Will it ever be as cheap to print 100,000 toys as it is to die-cast or injection-mold them? Probably not, but cost is not the only motivator for people’s buying decisions. Just as with 2D digital printing, people also buy based on the ability to customize or personalize — or because it is more convenient — even when the price is higher than that of a generic item produced in bulk.

In a previous article, Jon made the point that “communal 3D printer shops” will serve the majority of future needs. He forecasts that in high-infrastructure areas, web-to-print providers like Stratasys will supply consumers and that in low-infrastructure areas, people will use local printing facilities. Beyond the desktop, this is how 2D consumers are being served today, though I don’t think it’s as much about infrastructure as it is a matter of convenience. There are times when it makes more sense for me to order print online, pay a bit less and wait for delivery, and other times when I order locally, pay a bit more, and pick the product up.

This level of infrastructure to me is the most important point and why 3D is like 2D printing. Web-to-print solutions exist for both platforms, allowing consumers to enter specifications, upload files, and check out. Days later, the product arrives. What hasn’t been developed yet is the retail side of 3D print. Those who say it’s not print, but rather “additive manufacturing” believe it should fall squarely in the purview of machine shops, injection molders, and the like. The problem is, those businesses are not geared toward consumers. They don’t have retail locations, they don’t market to consumers, and they typically don’t have the business model or point-of-purchase systems to deal with small consumer transactions.

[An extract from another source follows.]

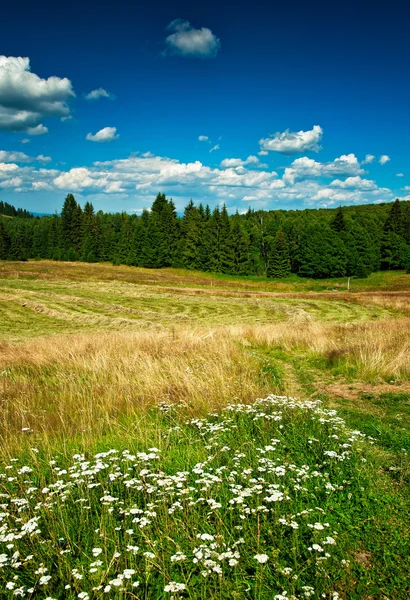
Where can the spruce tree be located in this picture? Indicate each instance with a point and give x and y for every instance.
(279, 261)
(338, 223)
(240, 248)
(5, 242)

Who does have that kind of infrastructure? Traditional printers, office supply stores, and shipping giants like FedEx (Kinko’s) and UPS (Mail Boxes etc.). They receive files from clients every day (different, I know), offer several printing methods (black and white, color, large format) and multiple finishing methods (trimming, binding, lamination). They are located in retail areas, are used to dealing with and educating consumers, and have the ability to handle and process a lot of small orders.

2D print shops also relatively standardized and well-networked, allowing them to effectively sell the “distribute-then-print” concept. Need copies of a presentation in Altanta? Why print it in Ohio and carry it when you can print it there. How long do you imagine it will be until we’re distributing then printing objects in the same manner? Seems like a pretty clear case of history repeating itself to me.

Thanks John, for sharing your point of view!